Solution Explanation

This problem requires designing a Bitset class that efficiently manages a sequence of bits. The solution presented uses two arrays, a and b, to optimize the flip operation.

Data Structures:

  • a: Represents the current state of the bitset. Initially, all bits are 0.
  • b: Represents the inverted state of the bitset. Initially, all bits are 1.
  • cnt: Keeps track of the number of 1s in the bitset a. This significantly speeds up count, all, and one operations.

Time Complexity Analysis:

  • __init__(size): O(N), where N is the size of the bitset. This is due to initializing the arrays a and b.
  • fix(idx): O(1). Updating a single bit and incrementing cnt are constant time operations.
  • unfix(idx): O(1). Similar to fix.
  • flip(): O(1). Swapping the references to a and b and updating cnt takes constant time. It does not involve iterating through the entire bitset.
  • all(): O(1). Checking if cnt equals the size of the bitset is a constant time operation.
  • one(): O(1). Checking if cnt is greater than 0 is a constant time operation.
  • count(): O(1). Returning cnt is a constant time operation.
  • toString(): O(N). Converting the array a to a string involves iterating through all elements.

Space Complexity Analysis:

  • O(N), where N is the size of the bitset, due to storing the arrays a and b.

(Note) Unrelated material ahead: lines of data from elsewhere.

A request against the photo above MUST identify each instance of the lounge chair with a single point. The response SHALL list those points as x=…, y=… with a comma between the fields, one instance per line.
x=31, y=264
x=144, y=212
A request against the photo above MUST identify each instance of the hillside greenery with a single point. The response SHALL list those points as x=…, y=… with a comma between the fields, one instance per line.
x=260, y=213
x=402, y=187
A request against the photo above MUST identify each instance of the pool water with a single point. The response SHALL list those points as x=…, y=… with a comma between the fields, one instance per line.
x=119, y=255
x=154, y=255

Code Explanation (Python Example):

The Python code directly implements the logic described above. Each method performs the specific operation as detailed in the problem description. The cnt variable ensures that the counting operations are very efficient. Note that the flip operation swaps the references to a and b rather than iterating and flipping each bit individually, achieving O(1) time complexity.

Other Languages:

The Java, C++, and Go code implement the same logic, adapting the syntax and data structures to the respective languages. The core concepts and time/space complexity remain the same across all implementations. For example, in Java, char[] arrays are used instead of Python lists, and similar optimizations are employed. The overall approach to handling the bitset remains consistent across all the provided solutions.